Maximum Number of Visible Points

Maximum Number of Visible Points

What is this problem about?

The Maximum Number of Visible Points coding problem gives you a list of points (x, y coordinates) and an angle. You are also given your current location (x, y) and a fixed_direction. You can rotate your view up to angle degrees (clockwise or counter-clockwise) from your fixed_direction. You want to find the maximum number of points you can see. Points that are exactly at your location are always visible.

Why is this asked in interviews?

Nuro, Nvidia, Aurora, Amazon, Applied Intuition, Anduril, and Google use this hard problem to test a candidate's understanding of geometry (angles), sorting, and the sliding window technique. It's a classic problem that requires careful handling of angular ranges and circular arrangements.

Algorithmic pattern used

Geometry + Sorting + Sliding Window:

1. Handle Points at Origin: First, count all points that are exactly at your location. These are always visible. Remove them from the points list for further processing.
2. Convert to Angles: For all other points, calculate the angle they make with your location relative to the x-axis. Use atan2(y - loc_y, x - loc_x) to get angles in (-PI, PI] or [0, 2*PI). Convert fixed_direction to radians.
   • atan2(dy, dx) handles all quadrants correctly.
   • Normalize angles to [0, 360) degrees or [0, 2*PI) radians for easier processing.
3. Duplicate for Circularity: After converting all points to angles, sort these angles. To handle the circular nature (e.g., a window spanning from 350 degrees to 10 degrees), duplicate all angles by adding 360 degrees to them. So, [angle1, angle2, ..., angleN] becomes [angle1, ..., angleN, angle1+360, ..., angleN+360].
4. Sliding Window: Now, use a sliding window approach on the sorted and duplicated angle array.
   • For each right pointer, the left pointer should advance such that angles[right] - angles[left] <= angle.
   • The maximum size of this window (number of points) gives the maximum points visible within a single angle sweep.
   • The total visible points will be max_window_size + points_at_origin_count.

Consider the fixed_direction: you can rotate up to angle degrees from your fixed_direction. This means your view window is [fixed_direction - angle/2, fixed_direction + angle/2] (if you can split it evenly) or a window of size angle degrees that can be centered anywhere. The problem statement "rotate your view up to angle degrees" implies you can place a view cone of width angle anywhere. This makes the sliding window approach applicable to the sorted angles.

Example explanation

Location = (0,0), Points = [(1,0), (1,1), (-1,0), (0,1)], Angle = 90 degrees.

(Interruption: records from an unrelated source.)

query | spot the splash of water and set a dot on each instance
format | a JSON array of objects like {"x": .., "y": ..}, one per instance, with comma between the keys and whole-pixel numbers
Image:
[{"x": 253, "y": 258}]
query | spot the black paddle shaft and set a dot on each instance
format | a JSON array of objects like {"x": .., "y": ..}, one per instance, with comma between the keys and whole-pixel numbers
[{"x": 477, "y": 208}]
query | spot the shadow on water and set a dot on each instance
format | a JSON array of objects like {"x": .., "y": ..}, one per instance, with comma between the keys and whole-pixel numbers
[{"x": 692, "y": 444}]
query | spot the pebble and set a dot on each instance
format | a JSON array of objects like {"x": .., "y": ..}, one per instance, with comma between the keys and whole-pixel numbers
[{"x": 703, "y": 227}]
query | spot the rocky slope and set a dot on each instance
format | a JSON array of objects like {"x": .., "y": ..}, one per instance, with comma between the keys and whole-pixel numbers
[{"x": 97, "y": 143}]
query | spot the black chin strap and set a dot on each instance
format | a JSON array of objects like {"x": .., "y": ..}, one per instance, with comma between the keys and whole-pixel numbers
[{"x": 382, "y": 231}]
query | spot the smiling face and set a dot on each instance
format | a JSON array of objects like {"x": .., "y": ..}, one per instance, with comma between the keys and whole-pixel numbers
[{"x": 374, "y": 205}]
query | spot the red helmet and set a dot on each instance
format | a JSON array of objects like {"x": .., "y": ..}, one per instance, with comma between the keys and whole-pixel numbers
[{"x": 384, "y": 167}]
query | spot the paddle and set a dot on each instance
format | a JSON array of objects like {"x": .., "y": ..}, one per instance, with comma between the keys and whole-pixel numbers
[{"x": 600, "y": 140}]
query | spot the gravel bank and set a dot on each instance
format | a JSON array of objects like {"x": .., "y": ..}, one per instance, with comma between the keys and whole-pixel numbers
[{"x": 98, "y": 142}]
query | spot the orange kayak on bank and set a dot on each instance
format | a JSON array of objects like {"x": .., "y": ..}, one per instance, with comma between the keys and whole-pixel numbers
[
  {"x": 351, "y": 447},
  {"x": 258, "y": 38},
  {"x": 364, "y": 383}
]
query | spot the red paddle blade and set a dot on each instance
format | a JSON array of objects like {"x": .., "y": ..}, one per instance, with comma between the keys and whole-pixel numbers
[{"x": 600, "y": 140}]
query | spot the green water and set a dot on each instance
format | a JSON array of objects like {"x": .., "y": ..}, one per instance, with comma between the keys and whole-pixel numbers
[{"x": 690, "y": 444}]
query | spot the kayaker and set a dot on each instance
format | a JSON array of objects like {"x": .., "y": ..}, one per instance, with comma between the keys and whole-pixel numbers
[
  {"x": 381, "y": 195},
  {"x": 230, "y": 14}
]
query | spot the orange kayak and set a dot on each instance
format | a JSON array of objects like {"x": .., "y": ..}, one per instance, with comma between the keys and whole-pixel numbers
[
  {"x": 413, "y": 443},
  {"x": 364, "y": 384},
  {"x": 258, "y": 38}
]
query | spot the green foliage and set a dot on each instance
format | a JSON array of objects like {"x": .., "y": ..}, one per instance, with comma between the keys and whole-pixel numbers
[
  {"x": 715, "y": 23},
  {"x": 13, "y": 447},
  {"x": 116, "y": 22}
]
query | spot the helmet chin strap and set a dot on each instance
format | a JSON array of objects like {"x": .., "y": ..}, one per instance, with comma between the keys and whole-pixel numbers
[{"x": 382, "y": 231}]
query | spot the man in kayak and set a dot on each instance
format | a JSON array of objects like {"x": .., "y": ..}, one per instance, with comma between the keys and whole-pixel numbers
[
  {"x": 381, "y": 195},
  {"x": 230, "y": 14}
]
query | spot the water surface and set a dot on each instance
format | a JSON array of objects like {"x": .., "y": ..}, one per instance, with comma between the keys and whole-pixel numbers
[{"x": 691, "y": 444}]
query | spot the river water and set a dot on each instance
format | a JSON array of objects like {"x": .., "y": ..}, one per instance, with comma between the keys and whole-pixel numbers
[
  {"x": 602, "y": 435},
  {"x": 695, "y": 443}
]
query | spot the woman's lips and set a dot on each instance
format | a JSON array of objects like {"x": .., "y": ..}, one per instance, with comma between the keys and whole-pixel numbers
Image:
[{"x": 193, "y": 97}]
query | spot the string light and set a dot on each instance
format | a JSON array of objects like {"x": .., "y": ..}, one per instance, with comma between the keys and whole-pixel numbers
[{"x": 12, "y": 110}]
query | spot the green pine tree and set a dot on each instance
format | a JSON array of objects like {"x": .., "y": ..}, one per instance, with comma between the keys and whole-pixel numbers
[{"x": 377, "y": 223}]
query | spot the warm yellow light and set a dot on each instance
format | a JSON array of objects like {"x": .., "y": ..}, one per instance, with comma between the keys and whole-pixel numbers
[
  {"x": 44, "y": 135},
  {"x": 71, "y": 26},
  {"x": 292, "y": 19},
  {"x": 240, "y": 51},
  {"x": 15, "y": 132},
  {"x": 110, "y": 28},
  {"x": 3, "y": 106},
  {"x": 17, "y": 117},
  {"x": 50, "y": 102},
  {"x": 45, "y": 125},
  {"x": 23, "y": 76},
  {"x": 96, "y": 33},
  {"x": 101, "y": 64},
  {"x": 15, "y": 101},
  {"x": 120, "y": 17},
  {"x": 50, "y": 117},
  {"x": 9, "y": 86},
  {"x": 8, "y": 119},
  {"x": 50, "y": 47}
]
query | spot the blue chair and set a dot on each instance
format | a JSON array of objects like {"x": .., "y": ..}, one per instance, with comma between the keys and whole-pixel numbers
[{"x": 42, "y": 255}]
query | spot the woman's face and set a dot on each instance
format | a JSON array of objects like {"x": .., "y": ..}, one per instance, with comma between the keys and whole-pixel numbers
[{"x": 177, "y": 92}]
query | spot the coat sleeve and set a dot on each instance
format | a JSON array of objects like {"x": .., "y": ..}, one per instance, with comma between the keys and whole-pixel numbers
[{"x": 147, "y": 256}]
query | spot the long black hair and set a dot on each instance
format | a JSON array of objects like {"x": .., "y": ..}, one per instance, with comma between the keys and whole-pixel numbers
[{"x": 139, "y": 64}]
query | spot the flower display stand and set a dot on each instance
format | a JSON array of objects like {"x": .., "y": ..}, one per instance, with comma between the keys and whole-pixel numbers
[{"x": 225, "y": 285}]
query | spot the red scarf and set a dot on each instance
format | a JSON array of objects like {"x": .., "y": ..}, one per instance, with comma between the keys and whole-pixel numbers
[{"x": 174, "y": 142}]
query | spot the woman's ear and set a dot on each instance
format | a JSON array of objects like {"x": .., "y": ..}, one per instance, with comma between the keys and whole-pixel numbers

1. Points at origin: None.
2. Convert to angles (relative to (0,0), normalized to [0,360)):
   • (1,0): angle = 0 degrees
   • (1,1): angle = 45 degrees
   • (-1,0): angle = 180 degrees
   • (0,1): angle = 90 degrees
3. Sorted angles: [0, 45, 90, 180].
4. Duplicate for circularity: [0, 45, 90, 180, 360, 405, 450, 540].

Sliding Window (window size = 90 degrees):

• [0, 45, 90]: 90 - 0 = 90 <= 90. Count = 3.
• [45, 90]: 90 - 45 = 45 <= 90. Count = 2.
• [90, 180]: 180 - 90 = 90 <= 90. Count = 2.
• [180]: Count = 1.
• [360, 405, 450] (same as [0, 45, 90]): 450 - 360 = 90 <= 90. Count = 3.

Max visible points = 3.

Common mistakes candidates make

• Not handling points at origin: These should be counted separately and then ignored for angular calculations.
• Incorrect angle calculation: atan2 is preferred over atan to correctly handle quadrants. Normalization to a single range (e.g., [0, 360)) is critical.
• Ignoring circularity: A simple sort without duplication won't catch windows that wrap around 0/360 degrees.
• Off-by-one in window logic: Make sure the window size constraint (angles[right] - angles[left] <= angle) is correctly applied.

Interview preparation tip

For the Array Math Sorting Sliding Window Geometry interview pattern, this problem is an excellent test of handling geometric constraints in an algorithmic context. Master angle calculations, normalization, and the sliding window technique for range-based queries on sorted data, especially for circular arrays.